How are the data updated?

There are two main types of updates to the RC Dataset.

Clustering updates recalculate the clustering structure of the entire dataset "from scratch" using the most recent MAC data and the method described above. The last clustering update was in fall 2023.

Article and metadata updates assign articles that were added to the MAC after the last clustering update to existing clusters, and then recalculate cluster-level metadata with the newly assigned articles taken into account. Each new article is assigned to the cluster it cites the most. Article and metadata updates use an automated process that we run roughly monthly.

Credits

Virtually all CSET data team members have contributed to the RC Dataset in some form, whether by providing feedback, reviewing code, or helping generate ideas. In alphabetical order, some particular contributions follow:

  • Rebecca Gelles: Phrase extraction and patent metrics development
  • Jennifer Melot: Clustering pipeline implementation and automation support; metadata aggregation and development support
  • Katherine Quinn: Clustering methodology and experimentation
  • Ilya Rahkovsky: Clustering methodology and experimentation, metadata aggregation, and primary metrics development
  • Autumn Toney: Metrics development and review

Dewey Murdick and SciTech Strategies helped develop the clustering concept and methodology.
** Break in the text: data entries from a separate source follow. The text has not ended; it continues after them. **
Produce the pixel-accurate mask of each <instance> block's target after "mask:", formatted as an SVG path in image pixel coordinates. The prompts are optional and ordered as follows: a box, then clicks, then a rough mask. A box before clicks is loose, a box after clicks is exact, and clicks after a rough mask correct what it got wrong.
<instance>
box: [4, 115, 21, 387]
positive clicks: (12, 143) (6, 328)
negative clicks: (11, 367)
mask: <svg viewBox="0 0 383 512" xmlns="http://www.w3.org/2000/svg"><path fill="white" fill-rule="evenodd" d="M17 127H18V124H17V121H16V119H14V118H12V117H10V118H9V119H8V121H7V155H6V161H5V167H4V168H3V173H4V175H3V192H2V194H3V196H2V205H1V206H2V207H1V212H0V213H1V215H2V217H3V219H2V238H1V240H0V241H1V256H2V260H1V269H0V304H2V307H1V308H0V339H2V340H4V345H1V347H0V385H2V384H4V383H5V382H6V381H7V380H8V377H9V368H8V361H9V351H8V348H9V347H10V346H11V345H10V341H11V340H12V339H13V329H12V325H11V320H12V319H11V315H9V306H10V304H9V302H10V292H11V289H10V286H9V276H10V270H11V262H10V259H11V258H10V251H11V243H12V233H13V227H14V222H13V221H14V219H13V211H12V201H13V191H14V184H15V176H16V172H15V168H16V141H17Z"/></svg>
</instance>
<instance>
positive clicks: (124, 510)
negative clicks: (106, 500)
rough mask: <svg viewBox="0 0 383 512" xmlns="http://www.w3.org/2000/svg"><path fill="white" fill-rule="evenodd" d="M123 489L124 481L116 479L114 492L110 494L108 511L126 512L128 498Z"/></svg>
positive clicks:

Student research assistant Jerod Sun contributed data characterization. Zach Arnold helped create this documentation.

Major change log

10/13/22Initial release (ETO/CSET internal)
11/22/232023 update following changes to MAC (ETO/CSET internal)

Footnotes

  1. Our clustering algorithm involves a random seed, so the clusters it generates may vary somewhat between runs. To improve stability, we ran the algorithm five times with the same input parameters and different random seeds, resulting in five different cluster structures. For each citation link in the MAC, we then identified how often the cited and citing papers appeared in the same cluster across the five runs. We defined a citation link as "unstable" if the cited and citing paper were in the same cluster in fewer than three of the five runs.

  2. We can measure consistency by measuring how often articles switch clusters across successive runs of the clustering algorithm. In our current process, fewer than 1% of articles switch clusters from run to run (on average).